Northumbria Police is again running the 'If in doubt, keep them out!' campaign aimed at tackling doorstep crime. Doorstep crime can include distraction burglaries, bogus officials, high pressure doorstep selling, rogue traders and cold callers.
It is a crime which invariably targets the more vulnerable members of our communities including the elderly. The campaign aims to raise awareness of crime prevention and help people keep their property safe. It also encourages people to be good neighbours, by looking out for any suspicious callers in their area.
You cannot always be sure who is calling at your door, so if you are not expecting anyone, you should ask to see their identification. You might think you are being rude by refusing to let someone into your home but it is your property and your decision.
- Criminals who use false identities to try and get into your home to steal property are known as 'distraction burglars' or 'bogus callers'.
- Just because a caller says they're from a particular company, like the gas board or water company, the council or even the police, it does not mean that they are from that organisation.
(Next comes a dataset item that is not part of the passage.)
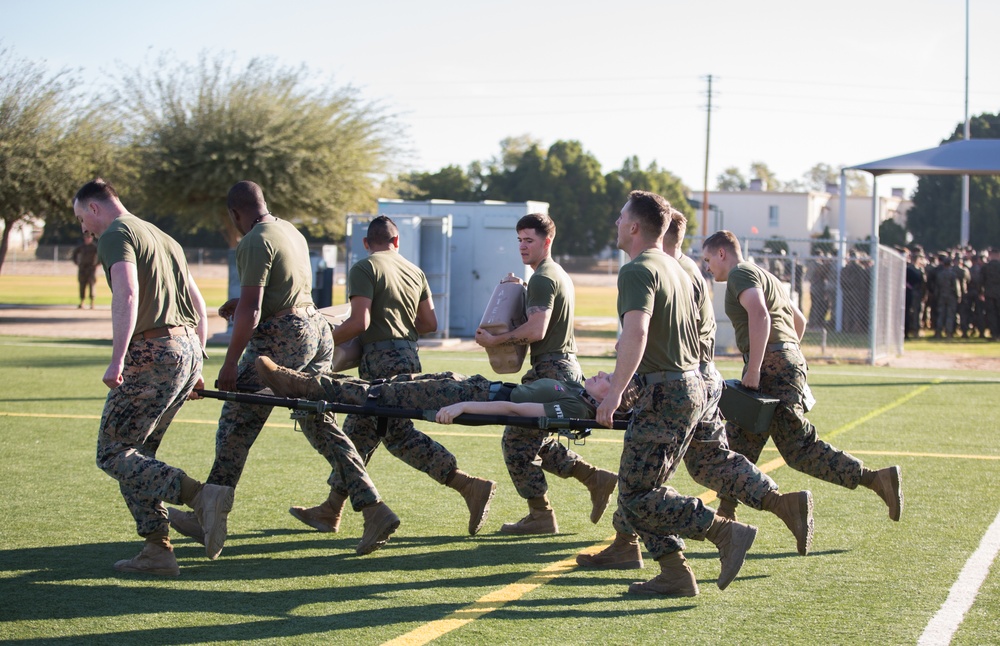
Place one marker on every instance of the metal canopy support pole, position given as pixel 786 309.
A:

- Bogus callers can also wear ordinary clothes or be children/adults asking for a drink of water or to wash their hands. These are excuses to distract you.
You can help yourself and Northumbria Police by following these simple steps:
- Keep your front and back doors locked and take the keys out - even when at home
- Stop and think if the caller is expected.
- Look through a spy hole or window to identify who the caller is.
- Put the door chain or door bar on before opening the door and keep it on while talking to the caller.
- Ask for the caller's identity card and check it carefully - even if the person has a pre-arranged appointment.
- Don't let visitors who are in a hurry, pressurise or confuse you leave them to wait outside while you confirm who they are. Genuine visitors will not mind waiting.
- When you need to leave a caller standing outside, while you collect or check something indoors, always remember to close the door and lock it.
- Never use a telephone number given to you by a caller find the number in your telephone directory or check with a friend, relative or neighbour.
- If you are not comfortable, ask the caller to return. Make sure someone is with you when they come back.
- Only use reputable workmen recommended by family and friends, or those who have worked satisfactorily for you before. Your local Trading Standards might have a registered traders scheme which can provide advice on choosing someone for your job.
Anyone who suspects anything suspicious should contact police on 101 or Crimestoppers anonymously on 0800 555 111. If you suspect a crime is being committed call 999.